If you're one of my colleagues, and you'd rather be suprised when the journal comes to you, stop reading now.

This is my entry for today.

1-27-2010
Every semester I search for the perfect bag: big enough to hold 125 syllabi, or 75 student essays, and a couple of books, a handful of dried up dry-erase markers, and a tepid Coca-Cola. I want one that makes all this feel less heavy, literally and figuratively, than it is.

At the end of my 12th year of teaching, I still haven't quite found it.

I've come close; a green Hanna Andersen bag with technicolor flowers; a dark green messenger bag from old navy; a leather man-purse on clearance from Target. Each is flawed, somehow: lacks that essential pocket, or tips too easily, or is too hard to get into.

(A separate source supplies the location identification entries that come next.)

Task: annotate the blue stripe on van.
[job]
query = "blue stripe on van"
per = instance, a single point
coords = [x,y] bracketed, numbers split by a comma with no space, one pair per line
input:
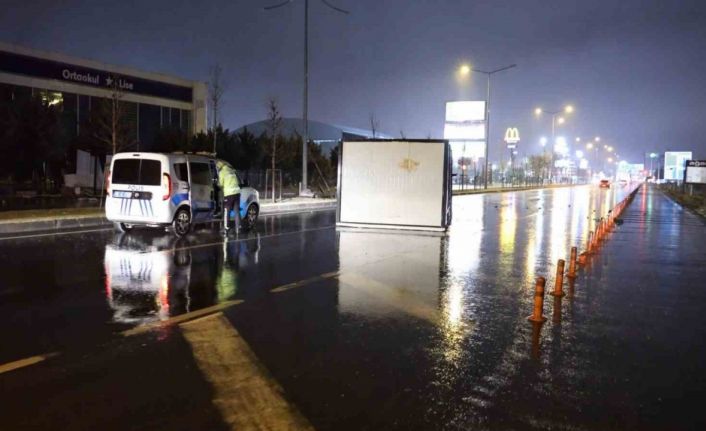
[179,198]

Over break, I found a vintage soft-sided suitcase at St. Vincent de Paul for $2. It's a carry-on type, like a super-sized camera bag, a softer response to the rigid train case. It has a front zipper pocket, and a decently long shoulder strap. The zippers are industrial strength, and there is no velcro. It's that particular, distinctive shade of Harvest Gold.

On the inside of the shoulder strap, in permanent ink, is the name "Mary Mitzel" and "Hope, N. D." in the script of someone who once had decent penmanship until age shook her hand. Just the fact that there's a town in North Dakota named Hope makes me happy: and I imagined Mary Mitzel packing this bag for a week or two away, folding slips and stockings and denture cleaner, than zipping the industrial zipper closed and locking her door behind her.

I know she's probably dead, or nearly so, because St. Vincent's tends to get entire estates, or what's leftover from estate sales. Or maybe she's gone into a nursing home recently, and won't be traveling anymore. I hope wherever she is, Mary Mitzel has fond memories of this gold bag, as I pack it with syllabi and pens and class lists for my first day teaching in a new decade.

In my 5:30 class, students ask if it's a bowling bag. "No!" I tell them. "It's a vintage piece of luggage. And it belonged to Mary Mitzel of Hope, ND." I'm kinda proud of myself, in that irritating way people who buy old stuff and call it vintage are.

From the back row, one of my students can't help himself, and blurts out "I totally knew her! She was a bitch."

Perhaps not surprisingly, this makes me like this bag even more.

6 comments:

Megan said...

Ooh! I have such a juicy tid-bit to add to this.

I am from Arthur, ND, which is approximately 30 miles away from Hope. We were pretty big rivals in high school sports, and some of the students at our school had close friends from Hope-Page (one of those consolidated small, country schools). Now, not only is my littlest sister's boyfriend from there (Hope, not Arthur), but we personally knew the Mitzel family from Hope.

I'm not positive whether Mary would be the aunt, older cousin, or mother of the Mr. Mitzel I knew, but he was the superintendant at Hope-Page high school. Very ironic, I think, considering another educator is now using Mary's bag.

Oh, and I can't speak personally regarding whether Mary really was a bitch, but if she was anything like her younger Mitzel namesake, she was probably just authoritative. Seems to me your student probably just has a problem with those figures ;)

Jennifer said...

My student, then, is in for a world of hurt.

Jess said...

that is MALARIOUS!!!

ilene said...

The world seems to keep getting smaller & smaller :)

Christine F said...

Oh man, I can't stop laughing!!

Emily, Scott, and August said...

2 things- I definitely think the "bitch" angle is a plus; and have you tried a diaper bag? It would even keep the Coke cold for a bit longer with the insulated pocket.